Kendrick Lamar, National Symphony Orchestra Unveil ‘Butterfly’ Anthems
Last night at the Kennedy Center, Kendrick Lamar walked onstage in all black, cross around his neck, hair in cornrows, his expression purposeful, dragging the base of his mic stand across the floor of the stage until he reached the center. When he got there and planted his feet, he stared at the mic, fidgeting and maneuvering toward it, as if he were a boxer sizing up his opponent, or Indiana Jones about to grab a precious artifact, while his band, the Wesley Theory, whipped up an anxious jazz groove. Then he snapped toward the mic and finally addressed his audience for the first time: “This! Dick! Ain’t! Free!”
Lamar’s second major-label album, To Pimp a Butterfly, topped the Billboard charts seven months ago. But several of its songs didn’t get a proper stage debut until Tuesday night, when the Compton rapper and his band performed with backing from the National Symphony Orchestra. Throughout 2015, Lamar has mostly played festival sets comprised of older material, with two or three songs from Butterfly sprinkled in. So when “For Free?” opened Lamar’s set, it marked the first-ever public performance of the playfully profane track, and most likely the first time anyone has said “This dick ain’t free” on the stage of the Kennedy Center.
If Kendrick Lamar needed a few extra months to memorize and rehearse some of the most intricate verses of his career before performing them live, it was worth the wait. Much of the album concerns a crisis of confidence that the rapper seemed to have, perhaps surprisingly, after the platinum success of 2012’s universally acclaimed good kid, m.A.A.d. city. The MC addresses “Mortal Man” directly to his fans, and it was thrilling to see him deliver those lyrics to them in person for the first time: “If I’m tried in the court of law, if the industry cut me off/If the government want me dead, plant cocaine in my car/Would you judge me a drughead or see me as K. Lamar?/Or question my character and degrade me on every blog?”

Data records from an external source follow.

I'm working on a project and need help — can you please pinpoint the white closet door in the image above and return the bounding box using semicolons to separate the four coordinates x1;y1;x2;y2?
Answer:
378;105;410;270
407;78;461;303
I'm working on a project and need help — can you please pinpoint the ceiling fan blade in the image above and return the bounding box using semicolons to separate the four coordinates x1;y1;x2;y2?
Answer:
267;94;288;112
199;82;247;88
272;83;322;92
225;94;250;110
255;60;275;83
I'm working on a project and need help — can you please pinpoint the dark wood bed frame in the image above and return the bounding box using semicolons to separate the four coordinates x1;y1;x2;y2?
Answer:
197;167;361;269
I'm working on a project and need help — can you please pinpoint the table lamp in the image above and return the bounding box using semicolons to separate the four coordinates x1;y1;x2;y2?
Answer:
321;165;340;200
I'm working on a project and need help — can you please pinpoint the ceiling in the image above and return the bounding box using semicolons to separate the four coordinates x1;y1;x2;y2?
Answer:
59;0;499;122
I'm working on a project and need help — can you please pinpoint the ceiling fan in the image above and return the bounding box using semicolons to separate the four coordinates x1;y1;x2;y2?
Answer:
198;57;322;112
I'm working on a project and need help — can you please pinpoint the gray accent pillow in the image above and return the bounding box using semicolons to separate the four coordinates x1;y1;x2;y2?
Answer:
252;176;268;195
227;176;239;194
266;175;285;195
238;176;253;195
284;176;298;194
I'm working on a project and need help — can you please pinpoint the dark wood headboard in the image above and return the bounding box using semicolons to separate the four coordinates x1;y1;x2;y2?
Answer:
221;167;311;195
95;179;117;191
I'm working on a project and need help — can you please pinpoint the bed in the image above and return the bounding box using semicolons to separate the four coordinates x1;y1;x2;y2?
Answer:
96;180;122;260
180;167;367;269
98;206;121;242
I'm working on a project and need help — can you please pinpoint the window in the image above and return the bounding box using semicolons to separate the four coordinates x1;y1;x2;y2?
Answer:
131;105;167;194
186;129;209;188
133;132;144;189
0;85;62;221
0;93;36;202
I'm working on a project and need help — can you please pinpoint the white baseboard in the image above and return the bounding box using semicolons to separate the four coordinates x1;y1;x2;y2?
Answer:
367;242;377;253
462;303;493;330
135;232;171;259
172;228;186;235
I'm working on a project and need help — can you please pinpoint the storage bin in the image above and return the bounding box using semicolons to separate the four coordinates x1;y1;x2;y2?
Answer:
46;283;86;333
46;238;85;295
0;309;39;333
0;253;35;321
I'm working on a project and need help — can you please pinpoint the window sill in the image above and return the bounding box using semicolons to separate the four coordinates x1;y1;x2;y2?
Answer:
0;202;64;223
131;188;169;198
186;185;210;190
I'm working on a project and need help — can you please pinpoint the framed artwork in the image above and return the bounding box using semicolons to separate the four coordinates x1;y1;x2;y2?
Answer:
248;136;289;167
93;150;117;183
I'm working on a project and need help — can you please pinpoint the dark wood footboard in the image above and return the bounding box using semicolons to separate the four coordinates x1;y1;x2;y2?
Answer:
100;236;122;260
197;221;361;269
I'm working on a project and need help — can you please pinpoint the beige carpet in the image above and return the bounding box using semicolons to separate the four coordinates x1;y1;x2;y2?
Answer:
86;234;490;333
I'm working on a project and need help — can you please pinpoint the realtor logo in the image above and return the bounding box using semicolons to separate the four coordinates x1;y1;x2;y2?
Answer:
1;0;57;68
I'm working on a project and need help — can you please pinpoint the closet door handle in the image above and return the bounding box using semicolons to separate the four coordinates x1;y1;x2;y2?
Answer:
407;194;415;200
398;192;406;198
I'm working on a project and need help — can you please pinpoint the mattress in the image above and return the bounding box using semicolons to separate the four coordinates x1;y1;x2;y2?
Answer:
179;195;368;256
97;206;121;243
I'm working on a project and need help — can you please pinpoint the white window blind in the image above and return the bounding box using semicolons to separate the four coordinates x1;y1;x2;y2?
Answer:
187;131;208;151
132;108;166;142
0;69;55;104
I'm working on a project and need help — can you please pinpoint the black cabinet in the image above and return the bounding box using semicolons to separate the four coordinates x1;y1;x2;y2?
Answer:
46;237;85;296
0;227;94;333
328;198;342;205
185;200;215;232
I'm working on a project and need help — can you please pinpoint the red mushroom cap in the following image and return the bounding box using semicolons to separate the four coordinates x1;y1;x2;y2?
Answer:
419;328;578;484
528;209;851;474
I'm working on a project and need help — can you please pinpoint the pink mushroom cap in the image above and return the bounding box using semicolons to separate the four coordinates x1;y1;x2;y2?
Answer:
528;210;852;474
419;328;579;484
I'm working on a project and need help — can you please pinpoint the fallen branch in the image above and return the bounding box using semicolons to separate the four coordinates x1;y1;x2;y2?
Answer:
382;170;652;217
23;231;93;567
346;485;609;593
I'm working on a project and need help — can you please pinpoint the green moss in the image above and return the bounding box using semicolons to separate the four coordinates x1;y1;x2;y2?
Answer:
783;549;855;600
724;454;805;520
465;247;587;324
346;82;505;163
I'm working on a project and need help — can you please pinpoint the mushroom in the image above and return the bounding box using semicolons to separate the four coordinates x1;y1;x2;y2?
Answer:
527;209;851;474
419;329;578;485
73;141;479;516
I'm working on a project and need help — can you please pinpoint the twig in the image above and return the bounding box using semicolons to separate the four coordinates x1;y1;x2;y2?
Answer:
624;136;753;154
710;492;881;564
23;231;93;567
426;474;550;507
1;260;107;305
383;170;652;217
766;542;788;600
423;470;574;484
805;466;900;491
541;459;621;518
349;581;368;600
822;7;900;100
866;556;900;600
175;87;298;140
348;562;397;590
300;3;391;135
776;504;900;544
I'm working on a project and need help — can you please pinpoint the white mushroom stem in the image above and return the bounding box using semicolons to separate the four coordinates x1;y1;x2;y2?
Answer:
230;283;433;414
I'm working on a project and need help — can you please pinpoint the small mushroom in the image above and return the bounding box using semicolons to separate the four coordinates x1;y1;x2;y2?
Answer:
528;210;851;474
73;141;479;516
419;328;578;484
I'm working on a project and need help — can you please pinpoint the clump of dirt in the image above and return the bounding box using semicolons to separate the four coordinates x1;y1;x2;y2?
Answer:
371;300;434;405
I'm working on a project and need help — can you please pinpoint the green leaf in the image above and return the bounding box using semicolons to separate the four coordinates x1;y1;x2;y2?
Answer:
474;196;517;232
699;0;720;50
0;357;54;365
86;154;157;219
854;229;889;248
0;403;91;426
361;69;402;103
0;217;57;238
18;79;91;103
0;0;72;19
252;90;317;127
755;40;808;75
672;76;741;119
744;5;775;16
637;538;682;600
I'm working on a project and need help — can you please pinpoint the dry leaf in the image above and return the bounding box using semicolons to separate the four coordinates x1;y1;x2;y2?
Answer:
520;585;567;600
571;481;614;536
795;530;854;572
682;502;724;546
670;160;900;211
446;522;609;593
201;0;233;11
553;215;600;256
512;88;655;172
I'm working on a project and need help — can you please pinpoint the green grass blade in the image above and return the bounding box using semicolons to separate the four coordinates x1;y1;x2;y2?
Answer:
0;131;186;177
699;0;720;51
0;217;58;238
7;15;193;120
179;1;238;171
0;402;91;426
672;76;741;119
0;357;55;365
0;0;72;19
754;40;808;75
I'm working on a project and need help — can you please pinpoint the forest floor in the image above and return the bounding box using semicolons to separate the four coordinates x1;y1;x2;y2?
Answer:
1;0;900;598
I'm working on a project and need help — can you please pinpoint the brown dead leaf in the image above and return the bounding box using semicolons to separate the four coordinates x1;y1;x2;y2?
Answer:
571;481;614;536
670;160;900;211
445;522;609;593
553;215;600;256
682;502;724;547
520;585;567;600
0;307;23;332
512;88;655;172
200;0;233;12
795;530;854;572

The evening opened with a brief performance by the Mellow Tones, a group of students from the local Duke Ellington School of the Arts who performed inventive a cappella arrangements of jazz standards. The audience greeted the nine talented teenagers with open arms, particularly when they ended their set with a performance of Marvin Gaye’s “What’s Going On” that resonated deeply with the themes the headliner would rap about a few minutes later.
Before Lamar appeared onstage, the NSO performed an overture, giving a quick demonstration of their volume and power. But once arguably the best rapper alive walked out and began working the stage with a tightly coiled energy, it was often easy to forget that there were dozens of musicians behind him. Then something like the ominous orchestration on To Pimp a Butterfly‘s hardest song, “The Blacker the Berry,” or the lush, dreamy strings on “These Walls” reminded you how vital this collaboration sounded.